En rapport avec le métier :

  • Le sens de la collaboration : avoir un esprit ouvert pour ne pas travailler seul ou se limiter à son périmètre mais, au contraire, rechercher la complémentarité.
  • La fiabilité : avoir confiance dans mon collaborateur m’est indispensable. L’erreur est humaine en revanche le doute est destructeur à petit feu dans une équipe car il crée beaucoup de déviances au quotidien qui parfois se paient très cher.
  • L’envie : l’enthousiasme est source d’émulation individuelle et collective, elle-même moteur de la collaboration.
  • Le sens du client : savoir se mettre à sa place, y compris lorsque les « mauvaises » raisons (pas le temps, pas les bons outils) de ne plus le faire sont nombreuses et la tentation forte. Il est essentiel de le garder en perspective en permanence.

Quelles sont les innovations auxquelles vous croyez particulièrement et que vous souhaitez déployer à l’avenir ?

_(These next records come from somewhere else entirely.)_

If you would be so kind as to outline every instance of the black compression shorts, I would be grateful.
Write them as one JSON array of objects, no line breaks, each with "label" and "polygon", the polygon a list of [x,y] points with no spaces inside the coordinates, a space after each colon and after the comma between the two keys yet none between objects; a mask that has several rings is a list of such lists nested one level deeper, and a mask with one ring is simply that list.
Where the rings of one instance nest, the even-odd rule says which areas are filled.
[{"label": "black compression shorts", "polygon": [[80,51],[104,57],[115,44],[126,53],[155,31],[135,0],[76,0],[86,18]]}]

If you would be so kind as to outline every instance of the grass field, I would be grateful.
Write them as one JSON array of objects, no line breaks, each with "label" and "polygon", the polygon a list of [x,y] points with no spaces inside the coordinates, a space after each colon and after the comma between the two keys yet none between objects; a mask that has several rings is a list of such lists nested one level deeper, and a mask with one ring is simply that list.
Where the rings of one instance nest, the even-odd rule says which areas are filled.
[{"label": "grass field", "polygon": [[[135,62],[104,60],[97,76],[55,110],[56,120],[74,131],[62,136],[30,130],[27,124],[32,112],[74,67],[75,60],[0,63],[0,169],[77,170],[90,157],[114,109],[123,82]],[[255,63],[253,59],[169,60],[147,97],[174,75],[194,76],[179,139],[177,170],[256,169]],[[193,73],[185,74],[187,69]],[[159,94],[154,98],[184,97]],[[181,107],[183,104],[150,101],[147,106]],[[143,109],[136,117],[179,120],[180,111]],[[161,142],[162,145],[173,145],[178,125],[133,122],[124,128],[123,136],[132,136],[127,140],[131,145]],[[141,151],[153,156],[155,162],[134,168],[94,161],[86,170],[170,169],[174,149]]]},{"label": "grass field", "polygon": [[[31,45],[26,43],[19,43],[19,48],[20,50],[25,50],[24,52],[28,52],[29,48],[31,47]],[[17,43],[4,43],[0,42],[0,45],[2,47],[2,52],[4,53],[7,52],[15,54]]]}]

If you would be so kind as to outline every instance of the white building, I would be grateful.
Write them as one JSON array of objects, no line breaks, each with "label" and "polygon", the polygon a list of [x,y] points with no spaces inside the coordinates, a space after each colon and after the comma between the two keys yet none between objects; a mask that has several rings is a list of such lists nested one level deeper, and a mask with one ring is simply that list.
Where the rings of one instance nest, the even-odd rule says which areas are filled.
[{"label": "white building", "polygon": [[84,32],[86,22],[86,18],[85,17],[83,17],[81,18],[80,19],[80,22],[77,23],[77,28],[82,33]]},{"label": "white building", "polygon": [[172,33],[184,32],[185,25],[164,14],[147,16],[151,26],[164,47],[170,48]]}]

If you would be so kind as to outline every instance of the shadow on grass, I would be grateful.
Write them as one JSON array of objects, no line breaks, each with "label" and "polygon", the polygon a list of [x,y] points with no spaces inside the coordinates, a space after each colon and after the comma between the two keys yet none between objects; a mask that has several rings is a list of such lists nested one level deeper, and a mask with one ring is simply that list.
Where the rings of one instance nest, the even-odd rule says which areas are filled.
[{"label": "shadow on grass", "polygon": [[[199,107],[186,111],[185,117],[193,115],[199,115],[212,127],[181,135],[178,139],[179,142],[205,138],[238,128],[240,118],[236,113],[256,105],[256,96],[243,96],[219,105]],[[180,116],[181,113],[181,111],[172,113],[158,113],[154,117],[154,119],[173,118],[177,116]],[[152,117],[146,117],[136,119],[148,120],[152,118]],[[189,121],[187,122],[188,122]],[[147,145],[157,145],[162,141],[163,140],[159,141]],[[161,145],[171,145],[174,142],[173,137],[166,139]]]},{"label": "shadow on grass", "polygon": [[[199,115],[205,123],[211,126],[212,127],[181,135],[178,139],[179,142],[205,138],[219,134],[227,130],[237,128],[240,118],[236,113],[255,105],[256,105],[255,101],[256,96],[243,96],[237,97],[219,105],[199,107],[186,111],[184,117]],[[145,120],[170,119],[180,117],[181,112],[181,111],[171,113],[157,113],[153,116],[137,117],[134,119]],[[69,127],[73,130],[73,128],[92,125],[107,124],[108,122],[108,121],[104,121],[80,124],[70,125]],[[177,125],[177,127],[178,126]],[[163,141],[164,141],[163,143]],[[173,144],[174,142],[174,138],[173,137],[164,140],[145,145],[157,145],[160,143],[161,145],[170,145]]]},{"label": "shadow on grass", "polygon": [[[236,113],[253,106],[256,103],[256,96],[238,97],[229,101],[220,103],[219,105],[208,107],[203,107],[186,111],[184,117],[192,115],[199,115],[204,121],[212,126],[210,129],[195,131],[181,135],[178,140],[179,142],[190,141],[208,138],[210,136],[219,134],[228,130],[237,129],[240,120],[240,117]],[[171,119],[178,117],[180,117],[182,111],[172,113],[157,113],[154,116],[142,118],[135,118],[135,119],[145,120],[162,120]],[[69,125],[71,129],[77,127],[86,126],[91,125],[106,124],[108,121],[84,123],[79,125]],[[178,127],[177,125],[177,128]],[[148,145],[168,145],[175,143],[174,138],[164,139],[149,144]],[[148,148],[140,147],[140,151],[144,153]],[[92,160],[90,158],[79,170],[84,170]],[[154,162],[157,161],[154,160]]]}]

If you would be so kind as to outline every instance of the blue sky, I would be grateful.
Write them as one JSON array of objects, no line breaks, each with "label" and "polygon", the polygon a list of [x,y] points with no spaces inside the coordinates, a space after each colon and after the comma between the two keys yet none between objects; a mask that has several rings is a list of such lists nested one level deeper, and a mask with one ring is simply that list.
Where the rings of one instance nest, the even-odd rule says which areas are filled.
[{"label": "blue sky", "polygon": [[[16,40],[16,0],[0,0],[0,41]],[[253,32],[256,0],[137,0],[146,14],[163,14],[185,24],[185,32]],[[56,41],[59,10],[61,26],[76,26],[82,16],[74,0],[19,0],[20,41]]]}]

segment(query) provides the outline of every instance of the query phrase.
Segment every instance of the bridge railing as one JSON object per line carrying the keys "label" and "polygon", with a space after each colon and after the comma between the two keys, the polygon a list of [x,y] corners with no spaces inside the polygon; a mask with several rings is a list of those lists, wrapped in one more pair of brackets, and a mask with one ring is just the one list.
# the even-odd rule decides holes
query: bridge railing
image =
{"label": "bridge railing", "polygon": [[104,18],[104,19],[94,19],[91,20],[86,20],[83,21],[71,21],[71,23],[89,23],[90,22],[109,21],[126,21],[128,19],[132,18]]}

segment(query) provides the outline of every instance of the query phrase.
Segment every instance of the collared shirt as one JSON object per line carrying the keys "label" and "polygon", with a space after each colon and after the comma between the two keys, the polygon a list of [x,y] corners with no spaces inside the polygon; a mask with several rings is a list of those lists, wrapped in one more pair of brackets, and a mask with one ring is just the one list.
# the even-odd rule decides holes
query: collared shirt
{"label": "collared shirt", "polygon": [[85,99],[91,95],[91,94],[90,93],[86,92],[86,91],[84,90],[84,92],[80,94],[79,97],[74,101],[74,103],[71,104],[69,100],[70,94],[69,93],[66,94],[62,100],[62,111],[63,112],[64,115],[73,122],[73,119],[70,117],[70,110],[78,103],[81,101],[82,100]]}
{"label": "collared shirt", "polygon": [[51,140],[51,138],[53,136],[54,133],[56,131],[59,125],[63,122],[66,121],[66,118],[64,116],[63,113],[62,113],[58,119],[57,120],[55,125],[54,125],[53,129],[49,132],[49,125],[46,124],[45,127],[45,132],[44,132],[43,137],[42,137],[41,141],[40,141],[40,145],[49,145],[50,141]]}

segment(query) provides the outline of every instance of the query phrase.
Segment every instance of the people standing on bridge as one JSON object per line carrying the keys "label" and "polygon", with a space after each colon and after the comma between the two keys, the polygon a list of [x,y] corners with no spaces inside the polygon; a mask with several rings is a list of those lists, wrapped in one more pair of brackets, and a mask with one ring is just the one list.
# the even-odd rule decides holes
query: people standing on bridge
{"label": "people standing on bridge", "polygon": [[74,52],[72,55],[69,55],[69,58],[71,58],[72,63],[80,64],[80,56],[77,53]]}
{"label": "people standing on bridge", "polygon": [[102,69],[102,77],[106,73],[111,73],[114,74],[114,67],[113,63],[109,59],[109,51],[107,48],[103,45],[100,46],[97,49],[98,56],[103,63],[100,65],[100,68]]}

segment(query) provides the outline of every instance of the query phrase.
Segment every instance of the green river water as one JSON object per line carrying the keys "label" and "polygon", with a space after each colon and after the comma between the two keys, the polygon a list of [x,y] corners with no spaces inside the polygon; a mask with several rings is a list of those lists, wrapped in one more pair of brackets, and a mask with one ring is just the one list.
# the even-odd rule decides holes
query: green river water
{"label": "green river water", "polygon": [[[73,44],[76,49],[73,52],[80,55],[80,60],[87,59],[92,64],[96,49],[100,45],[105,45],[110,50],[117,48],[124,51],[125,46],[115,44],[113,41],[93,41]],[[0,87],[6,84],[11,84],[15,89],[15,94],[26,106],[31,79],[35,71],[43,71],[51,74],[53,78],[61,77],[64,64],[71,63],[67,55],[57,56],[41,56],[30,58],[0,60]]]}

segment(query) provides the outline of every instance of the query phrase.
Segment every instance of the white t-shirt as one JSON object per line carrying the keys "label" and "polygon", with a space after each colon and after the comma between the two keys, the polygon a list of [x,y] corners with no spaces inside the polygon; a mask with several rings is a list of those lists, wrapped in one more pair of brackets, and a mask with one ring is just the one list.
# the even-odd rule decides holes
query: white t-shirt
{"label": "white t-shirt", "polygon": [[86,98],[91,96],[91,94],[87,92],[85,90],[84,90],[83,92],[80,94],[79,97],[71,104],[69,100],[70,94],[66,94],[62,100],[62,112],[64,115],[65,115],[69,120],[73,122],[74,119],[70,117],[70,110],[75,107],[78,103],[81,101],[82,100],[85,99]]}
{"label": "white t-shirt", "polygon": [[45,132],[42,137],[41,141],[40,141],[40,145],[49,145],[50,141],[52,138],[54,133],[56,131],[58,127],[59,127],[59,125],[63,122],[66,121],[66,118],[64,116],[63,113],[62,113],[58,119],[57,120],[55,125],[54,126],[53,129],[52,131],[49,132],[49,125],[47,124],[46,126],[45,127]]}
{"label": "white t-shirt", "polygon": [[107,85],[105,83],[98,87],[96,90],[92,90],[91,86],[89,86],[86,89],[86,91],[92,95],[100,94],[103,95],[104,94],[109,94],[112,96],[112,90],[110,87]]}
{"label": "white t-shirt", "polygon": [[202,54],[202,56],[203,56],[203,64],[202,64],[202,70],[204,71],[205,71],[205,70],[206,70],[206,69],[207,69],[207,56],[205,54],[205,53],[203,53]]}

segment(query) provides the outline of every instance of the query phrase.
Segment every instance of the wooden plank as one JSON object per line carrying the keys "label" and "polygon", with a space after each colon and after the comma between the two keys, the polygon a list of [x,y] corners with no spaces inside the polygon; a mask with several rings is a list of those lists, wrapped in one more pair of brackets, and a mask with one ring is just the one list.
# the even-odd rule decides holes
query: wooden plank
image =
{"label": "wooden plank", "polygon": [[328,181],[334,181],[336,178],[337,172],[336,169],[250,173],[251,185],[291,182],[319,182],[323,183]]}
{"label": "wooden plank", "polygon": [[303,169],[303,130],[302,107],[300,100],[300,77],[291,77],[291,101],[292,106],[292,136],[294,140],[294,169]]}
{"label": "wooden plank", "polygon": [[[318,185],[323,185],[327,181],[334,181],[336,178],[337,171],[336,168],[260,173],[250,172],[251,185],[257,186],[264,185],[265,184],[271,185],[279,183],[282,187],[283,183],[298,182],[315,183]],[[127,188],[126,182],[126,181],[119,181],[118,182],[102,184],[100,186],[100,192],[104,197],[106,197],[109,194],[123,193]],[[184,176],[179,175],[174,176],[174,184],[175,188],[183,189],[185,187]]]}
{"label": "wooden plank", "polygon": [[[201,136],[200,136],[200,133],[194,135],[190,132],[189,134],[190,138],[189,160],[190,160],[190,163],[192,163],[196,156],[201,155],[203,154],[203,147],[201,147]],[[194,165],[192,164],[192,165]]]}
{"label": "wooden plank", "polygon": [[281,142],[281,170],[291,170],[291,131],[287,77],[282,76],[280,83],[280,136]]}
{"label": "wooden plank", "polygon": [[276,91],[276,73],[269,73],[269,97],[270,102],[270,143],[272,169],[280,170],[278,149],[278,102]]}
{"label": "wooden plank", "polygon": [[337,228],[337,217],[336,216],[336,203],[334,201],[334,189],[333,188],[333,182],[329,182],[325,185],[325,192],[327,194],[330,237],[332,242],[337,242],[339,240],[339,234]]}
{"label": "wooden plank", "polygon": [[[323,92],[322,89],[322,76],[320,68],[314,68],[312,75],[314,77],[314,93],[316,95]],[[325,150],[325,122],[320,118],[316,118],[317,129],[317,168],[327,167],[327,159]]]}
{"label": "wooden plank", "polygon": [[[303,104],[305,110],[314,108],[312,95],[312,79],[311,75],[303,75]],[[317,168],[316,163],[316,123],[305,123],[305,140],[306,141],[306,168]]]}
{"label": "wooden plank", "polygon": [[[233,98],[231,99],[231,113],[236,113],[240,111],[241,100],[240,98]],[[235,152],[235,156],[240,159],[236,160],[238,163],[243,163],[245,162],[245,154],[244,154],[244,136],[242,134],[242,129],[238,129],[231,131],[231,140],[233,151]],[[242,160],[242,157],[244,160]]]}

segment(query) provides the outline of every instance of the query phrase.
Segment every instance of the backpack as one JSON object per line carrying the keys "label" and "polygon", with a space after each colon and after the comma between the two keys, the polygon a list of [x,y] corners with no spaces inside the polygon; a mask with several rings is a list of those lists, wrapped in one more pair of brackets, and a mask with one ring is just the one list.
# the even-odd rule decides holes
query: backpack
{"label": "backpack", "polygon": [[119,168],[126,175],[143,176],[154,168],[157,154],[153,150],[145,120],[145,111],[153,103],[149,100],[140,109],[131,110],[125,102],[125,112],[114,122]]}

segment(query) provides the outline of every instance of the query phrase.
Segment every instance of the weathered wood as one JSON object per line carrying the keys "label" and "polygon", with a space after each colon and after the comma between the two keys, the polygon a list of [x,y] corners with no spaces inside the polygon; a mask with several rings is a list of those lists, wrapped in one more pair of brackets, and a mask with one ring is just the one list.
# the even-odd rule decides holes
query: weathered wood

Simplifier le parcours client et le fluidifier réellement reste mon point d’ancrage. Partant de ce postulat, je recherche tout ce qui facilite et permet de faire simple.

Le choix du canal de départ relève du client mais que c’est à nous, ensuite, de l’orienter vers celui le plus approprié pour répondre à sa demande. Dans ce cas, la voix est essentielle. Très riche, elle véhicule l’émotion et l’humeur qui sont très difficiles à interpréter sur l’écrit. Là gît toute la limite des bots qui n’ont pas cette touche d’humain. Si la voix demeure le canal le plus riche, elle est aussi plus complexe d’un point de vue opérationnel. C’est pourquoi, toutes les innovations « voicebot » m’intéressent beaucoup ainsi que celles qui touchent à l’analyse de la voix. Je suis à la recherche d’une meilleure compréhension de la voix du client. Nous sommes d’ailleurs en train de faire un POC avec Allo-Media sur la retranscription en direct des conversations vocales. De cette façon, nous pourrons réaliser une analyse sémantique pour identifier de manière objective les motifs de contact.

Je regarde également les emplacements du conversationnel pour savoir où nous positionner. Présents sur messenger et sur Twitter, je m’interroge notamment sur Instagram qui véhicule une dynamique positive très intéressante pour nouer un dialogue. Cela relève moins de l’innovation et c’est un domaine qui n’est pas encore prioritaire par rapport à l’opérationnel mais qui promet de belles perspectives d’enjeux en 2020-2021.

Conseils à un futur manager : quelles qualités doit avoir un directeur des Opérations de la Relation Client à Distance ? conseils à un futur manager

Souvent résumée à un SAV ou un centre de coût, la relation client est une entité peu valorisée du fait du flou qui entoure ses missions. Il s’agit donc d’un métier d’engagement où une certaine forme de sincérité, d’honnêteté et d’humilité sont nécessaires. Il faut avoir l’envie même si c’est un métier dans lequel on rentre parfois par hasard. Il n’existe pas d’école ou de diplôme de la relation client, nos clients sont donc nos maîtres d’apprentissage. Leurs demandes et la façon dont ils les formulent nous font progresser. Avoir « le goût des autres » est donc clé.

La mécanique répétitive est dangereuse pour notre métier : par notre curiosité, nous devons toujours chercher à évoluer et nous renouveler.

Enfin, en tant que manager, il faut savoir combiner un savoir être exigeant à de la convivialité.

Nous retrouvons beaucoup des valeurs du sport dans le management que j’évoque : former avec exigence sur le terrain, motiver pour déployer des efforts importants et atteindre un objectif commun.